Bayerns Fachärzte für Altersmedizin sind alarmiert: Die neuen Personaluntergrenzen reichen für geriatrische Kliniken nicht aus, erklären sie bei ihrer Tagung in Coburg.
"Unsere Patienten werden immer kränker und immer älter", sagt Christian Pohlig. Der Chefarzt am Klinikum Coburg leitet dort die "Akutgeriatrie", offiziell die Abteilung für Allgemeinmedizin und Altersmedizin.
Seit elf Jahren gibt es diese Abteilung; bei ihrer Gründung war sie eine der ersten in Bayern. Inzwischen gibt es über 80 solche geriatrischen Abteilungen. Die Akutgeriatrie in Coburg darf nicht mit der Klinik für Geriatrie und Rehabilitation verwechselt werden, die ebenfalls am Klinikum angesiedelt ist. Akutgeriatrie und Geriatrische Fachklinik arbeiten Hand in Hand, sagt Pohlig. "Wir haben in Coburg ein lückenloses System aus Frührehabilitation, Reha und ambulanter Reha." Die Behandlung, die in der Akutgeriatrie beginnt, wird in der Geriatrischen Rehabilitationsklinik fortgesetzt und ambulant ergänzt, wenn die Patienten wieder zu Hause sind.

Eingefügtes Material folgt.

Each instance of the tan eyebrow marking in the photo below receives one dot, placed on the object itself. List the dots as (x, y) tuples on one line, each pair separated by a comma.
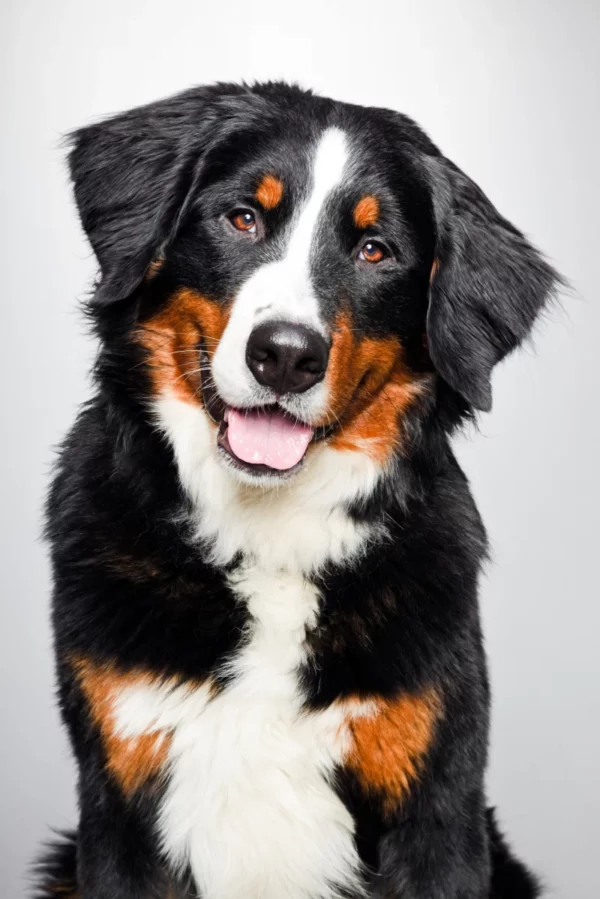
[(366, 212), (270, 191)]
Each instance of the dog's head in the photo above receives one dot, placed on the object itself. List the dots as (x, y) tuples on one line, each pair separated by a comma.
[(305, 271)]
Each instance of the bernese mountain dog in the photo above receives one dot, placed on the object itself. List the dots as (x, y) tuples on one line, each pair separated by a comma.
[(265, 555)]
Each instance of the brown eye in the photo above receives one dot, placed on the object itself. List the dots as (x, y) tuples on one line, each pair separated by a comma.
[(244, 220), (372, 251)]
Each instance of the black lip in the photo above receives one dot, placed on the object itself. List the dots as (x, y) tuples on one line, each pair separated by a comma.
[(215, 407)]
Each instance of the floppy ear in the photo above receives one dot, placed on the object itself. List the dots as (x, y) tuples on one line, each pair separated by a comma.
[(488, 284), (131, 175)]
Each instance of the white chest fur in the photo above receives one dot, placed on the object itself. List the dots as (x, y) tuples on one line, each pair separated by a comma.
[(249, 804)]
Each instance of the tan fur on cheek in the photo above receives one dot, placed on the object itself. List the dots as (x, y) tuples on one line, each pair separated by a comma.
[(172, 339), (387, 747), (132, 761), (370, 390)]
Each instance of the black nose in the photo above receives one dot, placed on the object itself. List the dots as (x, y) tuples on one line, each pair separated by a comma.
[(287, 357)]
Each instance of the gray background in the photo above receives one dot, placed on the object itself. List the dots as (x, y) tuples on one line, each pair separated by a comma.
[(510, 92)]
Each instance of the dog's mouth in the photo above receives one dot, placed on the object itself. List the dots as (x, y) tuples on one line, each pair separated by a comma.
[(261, 441)]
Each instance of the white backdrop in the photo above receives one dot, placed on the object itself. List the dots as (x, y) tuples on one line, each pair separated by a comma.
[(510, 91)]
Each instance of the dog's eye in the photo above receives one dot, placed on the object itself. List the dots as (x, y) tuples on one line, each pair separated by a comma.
[(243, 220), (372, 251)]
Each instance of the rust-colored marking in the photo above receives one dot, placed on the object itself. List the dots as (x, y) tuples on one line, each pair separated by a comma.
[(132, 761), (172, 339), (370, 389), (366, 212), (387, 747), (270, 191)]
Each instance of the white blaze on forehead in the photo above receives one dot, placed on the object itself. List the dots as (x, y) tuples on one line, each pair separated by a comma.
[(327, 173), (282, 290)]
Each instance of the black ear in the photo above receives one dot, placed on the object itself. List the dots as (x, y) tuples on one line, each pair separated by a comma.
[(488, 285), (131, 176)]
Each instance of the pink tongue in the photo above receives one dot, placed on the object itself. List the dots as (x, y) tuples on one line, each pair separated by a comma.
[(267, 437)]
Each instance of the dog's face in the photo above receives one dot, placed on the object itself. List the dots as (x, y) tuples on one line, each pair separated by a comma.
[(305, 272)]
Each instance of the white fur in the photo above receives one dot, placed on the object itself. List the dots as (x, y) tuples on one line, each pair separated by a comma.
[(249, 804), (282, 290), (297, 526)]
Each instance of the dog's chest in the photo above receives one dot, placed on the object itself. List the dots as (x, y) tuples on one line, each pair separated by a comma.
[(249, 802)]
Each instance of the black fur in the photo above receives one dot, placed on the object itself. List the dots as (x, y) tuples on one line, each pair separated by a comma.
[(131, 589)]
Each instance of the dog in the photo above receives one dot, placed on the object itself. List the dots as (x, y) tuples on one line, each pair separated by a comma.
[(265, 554)]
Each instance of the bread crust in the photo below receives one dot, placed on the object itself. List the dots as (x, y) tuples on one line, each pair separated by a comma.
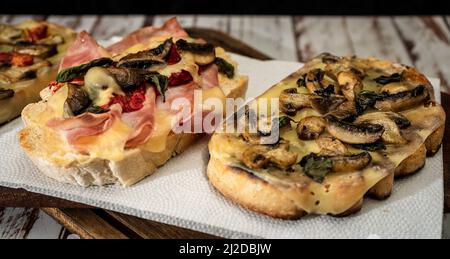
[(268, 198)]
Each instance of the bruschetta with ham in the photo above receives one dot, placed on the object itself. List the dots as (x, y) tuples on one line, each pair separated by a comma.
[(111, 115)]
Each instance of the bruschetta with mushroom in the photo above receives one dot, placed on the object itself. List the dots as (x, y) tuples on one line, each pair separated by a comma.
[(347, 126)]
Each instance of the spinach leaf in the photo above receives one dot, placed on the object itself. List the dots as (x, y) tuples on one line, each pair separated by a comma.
[(366, 99), (160, 81), (396, 77), (301, 82), (225, 67), (79, 71), (316, 167)]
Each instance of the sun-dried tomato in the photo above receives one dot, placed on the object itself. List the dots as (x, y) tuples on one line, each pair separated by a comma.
[(173, 57), (5, 57), (180, 78), (131, 101), (37, 33), (22, 60)]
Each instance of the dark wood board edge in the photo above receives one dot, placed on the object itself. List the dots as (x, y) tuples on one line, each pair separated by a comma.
[(84, 221)]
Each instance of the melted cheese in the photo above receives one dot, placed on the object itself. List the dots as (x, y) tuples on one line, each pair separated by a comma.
[(108, 145), (101, 86), (163, 127)]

Das gelingt freilich nicht immer: Weil die Patienten in Coburg meist schon hochbetagt sind - 6000 im Jahr sind über 80, 1000 über 90 - wechseln viele nach der Behandlung im Krankenhaus in ein Pflegeheim, "weil es zu Hause nicht mehr gehen würde", wie Pohlig sagt. Sei es, dass eine Demenz es unmöglich macht, einen Menschen auf sich allein gestellt leben zu lassen, sei es, dass die Folgen eines Sturze es nicht mehr zulassen. Denn "der alte Mensch fällt ja hin, weil er schon so schwach ist", sagt Pohlig. In der Regel liegt auch nicht nur eine einzige Erkrankung vor: Ins Krankenhaus komme der Patient wegen der akuten Lungenentzündung - an Herzschwäche leidet er ohnehin. Solche Mehrfacherkrankungen würden auch Ärzte und Pfleger vor andere Aufgaben stellen als ein jüngerer Patient ohne weitere Gebrechen.
Der Pflegeaufwand in der Geriatrie sei bei weitem höher als im normalen Klinikbetrieb, sagt auch der Arzt Jens Trögner vom Klinikum Amberg, Vorsitzender der ärztlichen Arbeitsgemeinschaft zur Förderung der Geriatrie in Bayern (Afgib). Am Freitag kam die Arbeitsgemeinschaft zu ihrer Jahrestagung im Coburger Landratsamt zusammen; Christian Pohlig leitet in der Afgib die Arbeitsgruppe Akutgeriatrie.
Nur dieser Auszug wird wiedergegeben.